While we were involved in this process at the checkout, another entirely different employee arrived asking if he could take the salt out to my truck for me and load it! By this time I was utterly amazed in how blessed I was from the first I stepped into the store. The last attendant rolled the cart to my truck and cheerfully loaded 12 heavy bags aboard. The only downside in the whole scenario was my inability to talk him into coming home with me to unload.
I believe God was showing me a simple illustration of what he is prepared to do in principle for his Kingdom children as we face the unknown and potentially dark days ahead. No matter how dire the circumstances we may encounter, God always has a “road through the sea, a pathway through the mighty waters.” Our part is to faithfully remember the promises and providences of God. Israel of old was always urged to faithfully recount God’s wonderful deeds to their children that they might in turn share the same with the next generation.

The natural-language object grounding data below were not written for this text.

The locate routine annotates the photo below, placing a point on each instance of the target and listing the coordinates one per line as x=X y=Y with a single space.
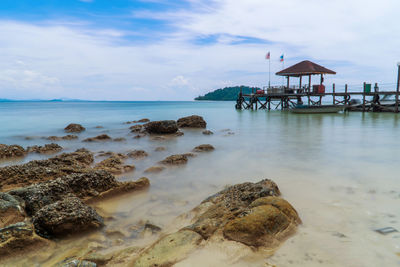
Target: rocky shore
x=45 y=201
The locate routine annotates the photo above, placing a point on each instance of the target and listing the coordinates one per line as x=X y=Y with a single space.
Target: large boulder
x=250 y=214
x=193 y=121
x=18 y=237
x=65 y=217
x=43 y=170
x=74 y=128
x=11 y=151
x=82 y=185
x=11 y=209
x=46 y=149
x=161 y=127
x=178 y=159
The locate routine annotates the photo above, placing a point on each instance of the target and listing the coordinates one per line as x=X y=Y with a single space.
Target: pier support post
x=333 y=93
x=364 y=96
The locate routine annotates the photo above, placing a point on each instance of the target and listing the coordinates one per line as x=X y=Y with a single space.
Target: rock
x=11 y=210
x=122 y=188
x=154 y=169
x=82 y=185
x=178 y=159
x=72 y=262
x=169 y=250
x=193 y=121
x=46 y=149
x=136 y=128
x=74 y=128
x=66 y=217
x=161 y=127
x=42 y=170
x=19 y=237
x=65 y=137
x=114 y=165
x=249 y=213
x=11 y=151
x=203 y=148
x=119 y=139
x=137 y=154
x=102 y=137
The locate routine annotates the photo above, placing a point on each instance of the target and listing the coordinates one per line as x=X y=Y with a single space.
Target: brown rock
x=43 y=170
x=161 y=127
x=137 y=154
x=102 y=137
x=207 y=132
x=74 y=128
x=154 y=169
x=178 y=159
x=11 y=151
x=193 y=121
x=65 y=137
x=114 y=165
x=46 y=149
x=203 y=148
x=11 y=210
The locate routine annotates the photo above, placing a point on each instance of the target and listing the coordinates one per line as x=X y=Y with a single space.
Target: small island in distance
x=227 y=93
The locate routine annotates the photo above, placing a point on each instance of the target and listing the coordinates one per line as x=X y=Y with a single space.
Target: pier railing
x=365 y=97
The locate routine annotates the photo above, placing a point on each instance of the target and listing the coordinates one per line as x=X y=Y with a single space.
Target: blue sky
x=176 y=50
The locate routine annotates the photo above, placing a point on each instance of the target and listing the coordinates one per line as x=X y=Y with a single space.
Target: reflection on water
x=340 y=171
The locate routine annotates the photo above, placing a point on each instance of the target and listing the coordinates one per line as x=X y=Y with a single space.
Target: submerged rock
x=82 y=185
x=136 y=128
x=102 y=137
x=193 y=121
x=137 y=154
x=114 y=165
x=65 y=217
x=65 y=137
x=42 y=170
x=160 y=148
x=154 y=169
x=161 y=127
x=46 y=149
x=17 y=237
x=11 y=151
x=207 y=132
x=74 y=128
x=11 y=210
x=252 y=214
x=203 y=148
x=178 y=159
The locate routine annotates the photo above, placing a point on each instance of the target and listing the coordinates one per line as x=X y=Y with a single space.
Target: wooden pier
x=285 y=97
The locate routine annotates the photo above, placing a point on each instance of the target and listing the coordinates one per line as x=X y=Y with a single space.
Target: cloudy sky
x=176 y=50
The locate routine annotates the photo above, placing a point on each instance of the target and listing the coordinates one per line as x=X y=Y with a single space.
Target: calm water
x=339 y=171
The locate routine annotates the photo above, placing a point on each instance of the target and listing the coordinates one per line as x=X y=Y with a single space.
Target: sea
x=339 y=171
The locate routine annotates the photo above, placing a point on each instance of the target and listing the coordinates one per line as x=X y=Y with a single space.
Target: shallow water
x=339 y=171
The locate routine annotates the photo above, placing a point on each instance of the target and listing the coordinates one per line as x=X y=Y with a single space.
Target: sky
x=179 y=49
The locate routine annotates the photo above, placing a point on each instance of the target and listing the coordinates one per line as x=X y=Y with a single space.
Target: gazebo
x=305 y=68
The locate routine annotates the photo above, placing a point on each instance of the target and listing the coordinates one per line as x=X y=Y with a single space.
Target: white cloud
x=358 y=39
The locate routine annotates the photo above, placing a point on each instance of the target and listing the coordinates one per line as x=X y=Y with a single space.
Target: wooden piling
x=333 y=94
x=364 y=96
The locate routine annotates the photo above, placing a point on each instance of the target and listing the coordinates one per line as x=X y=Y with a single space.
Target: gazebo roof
x=304 y=68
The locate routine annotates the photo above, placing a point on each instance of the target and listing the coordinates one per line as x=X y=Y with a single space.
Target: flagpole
x=269 y=72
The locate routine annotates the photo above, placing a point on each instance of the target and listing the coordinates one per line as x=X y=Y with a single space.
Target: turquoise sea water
x=340 y=171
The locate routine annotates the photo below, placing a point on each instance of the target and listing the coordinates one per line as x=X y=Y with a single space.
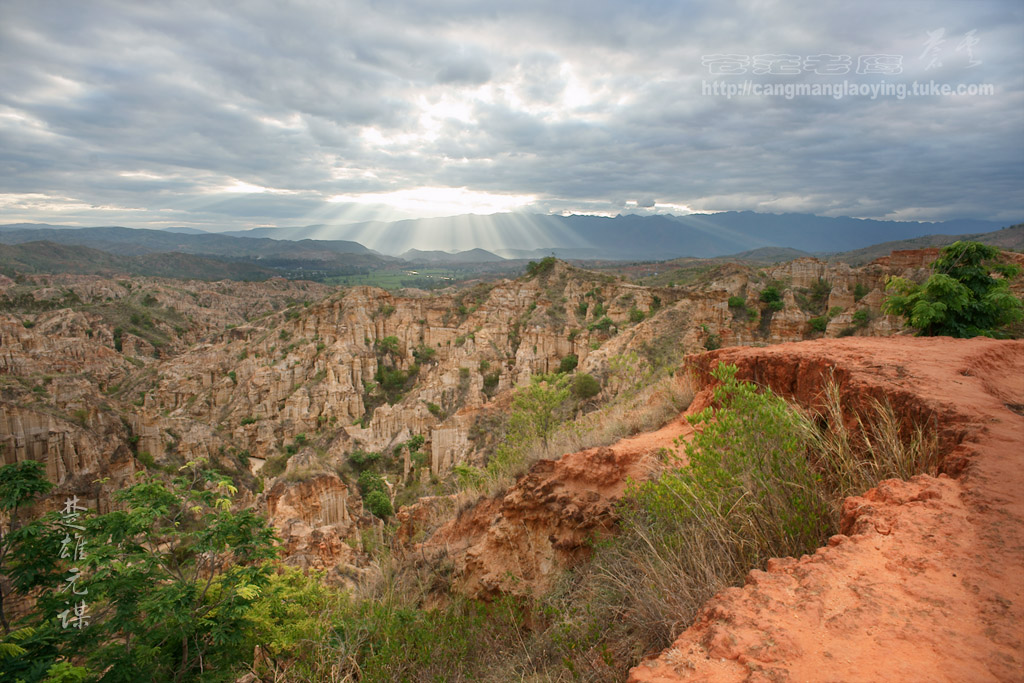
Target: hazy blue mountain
x=625 y=237
x=30 y=257
x=138 y=241
x=514 y=237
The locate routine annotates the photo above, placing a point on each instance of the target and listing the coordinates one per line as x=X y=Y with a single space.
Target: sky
x=237 y=115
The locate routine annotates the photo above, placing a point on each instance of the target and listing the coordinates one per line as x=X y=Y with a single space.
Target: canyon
x=289 y=387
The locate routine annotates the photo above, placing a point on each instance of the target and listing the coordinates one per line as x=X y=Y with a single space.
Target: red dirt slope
x=927 y=581
x=519 y=541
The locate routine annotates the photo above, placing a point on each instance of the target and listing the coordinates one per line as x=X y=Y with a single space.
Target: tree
x=962 y=298
x=20 y=483
x=539 y=408
x=171 y=575
x=29 y=550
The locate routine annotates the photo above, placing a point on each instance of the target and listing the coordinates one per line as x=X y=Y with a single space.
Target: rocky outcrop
x=318 y=523
x=519 y=541
x=923 y=583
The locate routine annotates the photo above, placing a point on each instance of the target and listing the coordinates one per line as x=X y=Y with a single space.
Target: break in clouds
x=235 y=115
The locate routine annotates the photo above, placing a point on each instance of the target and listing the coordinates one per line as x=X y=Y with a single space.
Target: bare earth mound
x=926 y=582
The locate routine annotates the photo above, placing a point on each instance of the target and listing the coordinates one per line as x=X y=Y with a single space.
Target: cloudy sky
x=227 y=115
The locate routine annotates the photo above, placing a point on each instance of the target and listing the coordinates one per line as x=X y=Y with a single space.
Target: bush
x=370 y=481
x=378 y=504
x=772 y=298
x=568 y=364
x=424 y=353
x=361 y=460
x=962 y=298
x=546 y=265
x=585 y=386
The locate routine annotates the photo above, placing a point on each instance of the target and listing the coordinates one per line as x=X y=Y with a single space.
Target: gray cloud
x=186 y=113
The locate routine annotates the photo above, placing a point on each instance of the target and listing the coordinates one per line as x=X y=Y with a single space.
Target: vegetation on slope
x=968 y=295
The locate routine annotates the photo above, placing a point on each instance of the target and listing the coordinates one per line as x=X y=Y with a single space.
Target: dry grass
x=685 y=537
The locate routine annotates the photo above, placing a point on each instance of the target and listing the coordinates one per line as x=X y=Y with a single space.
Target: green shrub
x=370 y=480
x=491 y=380
x=378 y=504
x=770 y=296
x=424 y=353
x=585 y=386
x=568 y=364
x=543 y=268
x=962 y=298
x=361 y=460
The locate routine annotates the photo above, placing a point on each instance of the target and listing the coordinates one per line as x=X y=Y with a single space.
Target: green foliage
x=388 y=346
x=961 y=298
x=170 y=575
x=547 y=264
x=379 y=504
x=424 y=353
x=369 y=481
x=175 y=572
x=568 y=364
x=585 y=386
x=770 y=296
x=537 y=411
x=27 y=549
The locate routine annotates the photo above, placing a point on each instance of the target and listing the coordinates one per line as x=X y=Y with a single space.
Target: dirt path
x=927 y=582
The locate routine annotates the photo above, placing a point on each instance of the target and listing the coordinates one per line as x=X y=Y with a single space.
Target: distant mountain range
x=625 y=238
x=305 y=252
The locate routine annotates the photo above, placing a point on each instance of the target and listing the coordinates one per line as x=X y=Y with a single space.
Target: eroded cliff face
x=923 y=583
x=276 y=382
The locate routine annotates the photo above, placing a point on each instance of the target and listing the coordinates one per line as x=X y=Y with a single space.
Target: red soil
x=926 y=583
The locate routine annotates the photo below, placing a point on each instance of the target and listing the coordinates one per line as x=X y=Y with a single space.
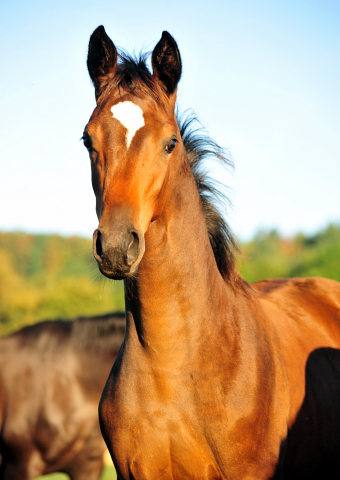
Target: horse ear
x=101 y=59
x=166 y=63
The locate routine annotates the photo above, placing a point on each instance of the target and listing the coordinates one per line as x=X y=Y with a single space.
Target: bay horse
x=51 y=378
x=216 y=379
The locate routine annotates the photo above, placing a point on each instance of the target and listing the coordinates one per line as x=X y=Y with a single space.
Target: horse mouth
x=114 y=275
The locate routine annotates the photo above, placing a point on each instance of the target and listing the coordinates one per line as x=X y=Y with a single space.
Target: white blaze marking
x=130 y=116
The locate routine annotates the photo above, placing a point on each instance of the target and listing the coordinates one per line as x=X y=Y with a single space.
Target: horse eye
x=171 y=145
x=87 y=141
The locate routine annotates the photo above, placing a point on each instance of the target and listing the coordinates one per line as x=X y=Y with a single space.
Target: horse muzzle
x=118 y=253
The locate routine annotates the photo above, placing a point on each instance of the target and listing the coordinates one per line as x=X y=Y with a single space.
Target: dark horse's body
x=51 y=378
x=215 y=379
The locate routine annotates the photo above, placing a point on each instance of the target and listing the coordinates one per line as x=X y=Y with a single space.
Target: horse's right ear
x=101 y=59
x=166 y=63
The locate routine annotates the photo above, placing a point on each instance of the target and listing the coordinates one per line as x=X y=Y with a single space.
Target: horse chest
x=152 y=438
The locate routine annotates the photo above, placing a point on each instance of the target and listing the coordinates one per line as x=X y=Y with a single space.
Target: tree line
x=50 y=276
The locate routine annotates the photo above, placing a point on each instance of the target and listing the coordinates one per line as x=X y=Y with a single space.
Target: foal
x=215 y=379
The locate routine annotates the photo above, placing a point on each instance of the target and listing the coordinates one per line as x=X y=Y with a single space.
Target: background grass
x=109 y=473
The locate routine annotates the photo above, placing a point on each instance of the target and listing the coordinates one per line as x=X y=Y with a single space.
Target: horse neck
x=175 y=300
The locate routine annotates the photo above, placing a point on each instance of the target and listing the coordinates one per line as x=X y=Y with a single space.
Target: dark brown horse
x=51 y=377
x=216 y=379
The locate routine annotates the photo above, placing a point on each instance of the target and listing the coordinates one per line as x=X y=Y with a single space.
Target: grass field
x=109 y=473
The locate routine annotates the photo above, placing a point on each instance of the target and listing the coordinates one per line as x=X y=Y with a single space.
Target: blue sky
x=262 y=76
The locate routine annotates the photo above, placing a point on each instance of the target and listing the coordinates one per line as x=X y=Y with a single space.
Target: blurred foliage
x=269 y=255
x=48 y=277
x=109 y=473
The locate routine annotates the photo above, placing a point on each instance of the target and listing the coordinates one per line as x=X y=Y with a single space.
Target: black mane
x=133 y=75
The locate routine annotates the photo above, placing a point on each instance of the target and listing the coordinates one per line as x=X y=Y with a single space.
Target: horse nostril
x=99 y=248
x=133 y=248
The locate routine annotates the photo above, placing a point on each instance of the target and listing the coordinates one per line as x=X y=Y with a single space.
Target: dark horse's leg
x=26 y=466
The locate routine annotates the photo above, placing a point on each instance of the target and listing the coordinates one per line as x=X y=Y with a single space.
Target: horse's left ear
x=166 y=63
x=101 y=59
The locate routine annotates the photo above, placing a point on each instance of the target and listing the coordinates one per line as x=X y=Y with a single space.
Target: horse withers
x=216 y=379
x=51 y=378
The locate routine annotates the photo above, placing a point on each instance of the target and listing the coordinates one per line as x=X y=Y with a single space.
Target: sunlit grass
x=109 y=473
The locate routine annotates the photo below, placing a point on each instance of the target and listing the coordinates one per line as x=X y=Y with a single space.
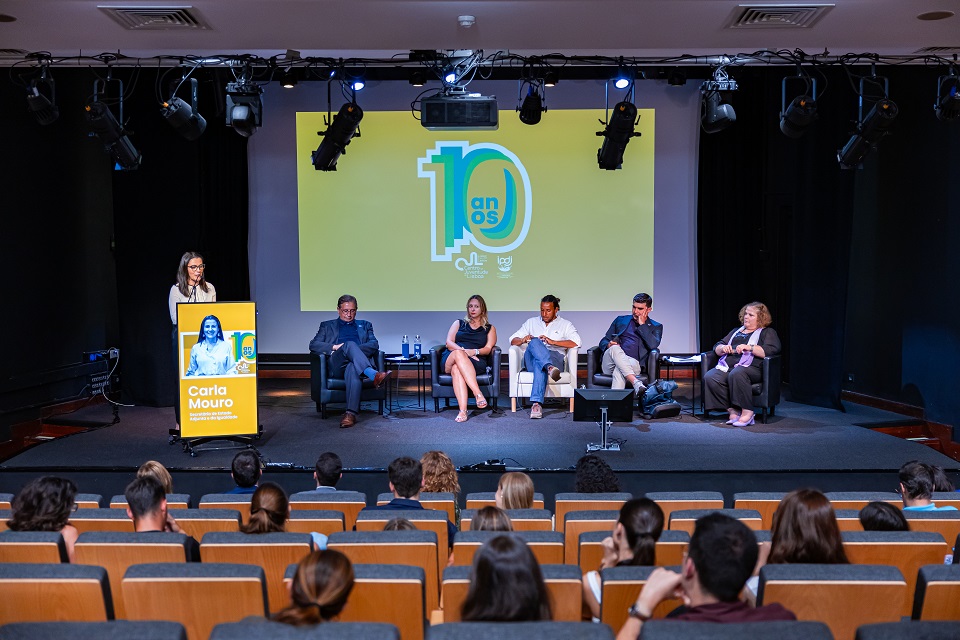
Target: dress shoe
x=380 y=378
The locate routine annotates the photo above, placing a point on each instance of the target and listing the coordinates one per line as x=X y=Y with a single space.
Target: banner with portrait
x=217 y=347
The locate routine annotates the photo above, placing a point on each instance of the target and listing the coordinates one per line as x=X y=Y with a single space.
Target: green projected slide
x=510 y=214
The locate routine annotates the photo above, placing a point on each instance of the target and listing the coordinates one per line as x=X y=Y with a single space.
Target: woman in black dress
x=469 y=340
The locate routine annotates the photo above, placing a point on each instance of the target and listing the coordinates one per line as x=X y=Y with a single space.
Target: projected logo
x=480 y=197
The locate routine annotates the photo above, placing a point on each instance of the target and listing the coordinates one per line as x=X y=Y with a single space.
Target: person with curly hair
x=45 y=504
x=320 y=588
x=594 y=475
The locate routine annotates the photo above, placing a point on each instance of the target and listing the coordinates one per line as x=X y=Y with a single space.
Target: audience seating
x=671 y=501
x=349 y=502
x=32 y=547
x=547 y=546
x=840 y=595
x=87 y=520
x=771 y=630
x=325 y=388
x=197 y=595
x=766 y=502
x=49 y=592
x=521 y=382
x=766 y=393
x=438 y=501
x=236 y=501
x=522 y=519
x=686 y=519
x=671 y=548
x=567 y=502
x=271 y=551
x=482 y=499
x=412 y=548
x=563 y=583
x=937 y=595
x=116 y=551
x=525 y=630
x=112 y=630
x=620 y=588
x=442 y=382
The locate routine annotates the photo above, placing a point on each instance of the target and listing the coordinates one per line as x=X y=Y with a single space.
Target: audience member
x=515 y=491
x=883 y=516
x=594 y=475
x=245 y=471
x=506 y=584
x=491 y=519
x=916 y=487
x=634 y=542
x=440 y=476
x=269 y=512
x=329 y=470
x=406 y=482
x=147 y=507
x=45 y=504
x=158 y=471
x=721 y=556
x=320 y=588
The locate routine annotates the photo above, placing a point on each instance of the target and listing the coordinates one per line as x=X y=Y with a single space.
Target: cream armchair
x=521 y=382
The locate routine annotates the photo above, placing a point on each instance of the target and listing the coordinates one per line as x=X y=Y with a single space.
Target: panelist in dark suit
x=351 y=345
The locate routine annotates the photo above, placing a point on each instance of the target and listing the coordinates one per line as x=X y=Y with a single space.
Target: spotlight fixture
x=796 y=117
x=184 y=117
x=617 y=134
x=337 y=137
x=244 y=107
x=115 y=141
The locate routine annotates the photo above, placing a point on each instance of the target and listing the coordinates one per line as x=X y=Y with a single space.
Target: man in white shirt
x=547 y=338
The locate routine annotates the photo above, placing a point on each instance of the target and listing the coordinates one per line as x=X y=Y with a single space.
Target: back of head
x=506 y=584
x=883 y=516
x=158 y=471
x=406 y=475
x=805 y=531
x=329 y=467
x=319 y=590
x=144 y=496
x=246 y=469
x=269 y=510
x=44 y=504
x=594 y=475
x=491 y=519
x=439 y=473
x=516 y=490
x=642 y=521
x=724 y=551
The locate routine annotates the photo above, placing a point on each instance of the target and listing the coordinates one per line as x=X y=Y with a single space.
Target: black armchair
x=650 y=370
x=766 y=393
x=442 y=383
x=325 y=389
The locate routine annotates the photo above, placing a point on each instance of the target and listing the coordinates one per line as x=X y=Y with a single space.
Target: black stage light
x=337 y=137
x=616 y=135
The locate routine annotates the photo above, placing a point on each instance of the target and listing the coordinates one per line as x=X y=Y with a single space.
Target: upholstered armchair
x=442 y=383
x=521 y=382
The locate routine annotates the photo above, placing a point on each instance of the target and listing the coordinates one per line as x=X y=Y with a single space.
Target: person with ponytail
x=633 y=542
x=269 y=512
x=320 y=588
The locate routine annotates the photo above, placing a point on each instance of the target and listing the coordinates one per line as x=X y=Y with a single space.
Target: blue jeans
x=536 y=359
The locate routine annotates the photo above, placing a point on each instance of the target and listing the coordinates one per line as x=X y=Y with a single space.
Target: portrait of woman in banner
x=212 y=355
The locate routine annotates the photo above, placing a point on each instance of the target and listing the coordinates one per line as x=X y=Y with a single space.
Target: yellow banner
x=218 y=369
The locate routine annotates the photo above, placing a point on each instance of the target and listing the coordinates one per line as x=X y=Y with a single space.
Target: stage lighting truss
x=870 y=128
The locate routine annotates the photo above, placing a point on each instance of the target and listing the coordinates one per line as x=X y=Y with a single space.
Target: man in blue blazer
x=351 y=345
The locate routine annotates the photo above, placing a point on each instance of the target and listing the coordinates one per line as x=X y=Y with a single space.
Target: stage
x=800 y=446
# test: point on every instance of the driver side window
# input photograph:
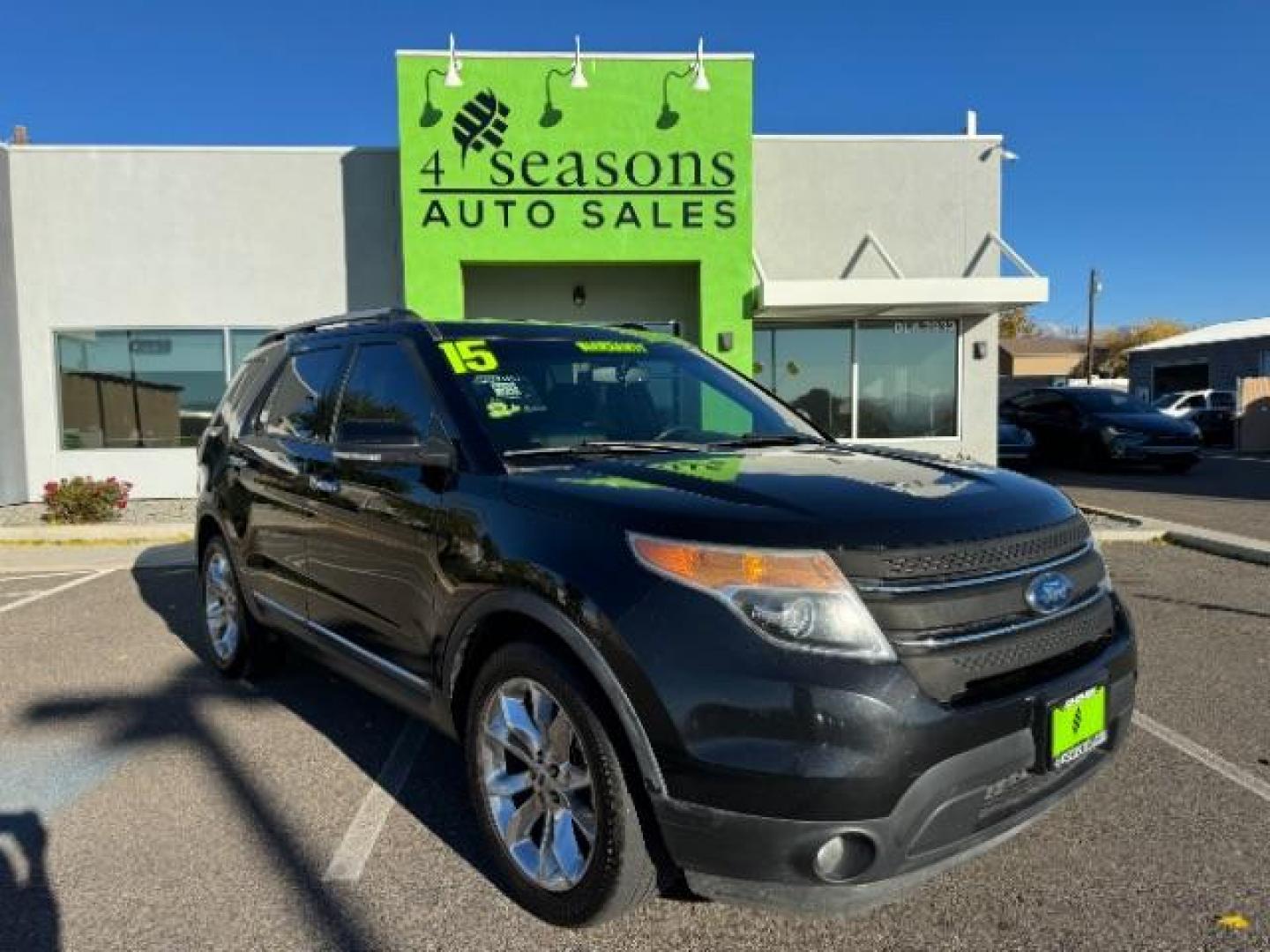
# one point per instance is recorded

It is a wonderful and spiritually profitable exercise to periodically take time to recall in your own life all the times you experienced the incredible providence of God. Think about all those experiences where God’s presence changed circumstances from disaster to victory. Many times this happens in ways other than our particular choosing but always redounds to our benefit spiritually.
Nothing is more faith building in the face of trials and testing than remembering the mercy, grace and goodness of God through his providing a way through the mighty waters, “…a pathway no one knew was there.”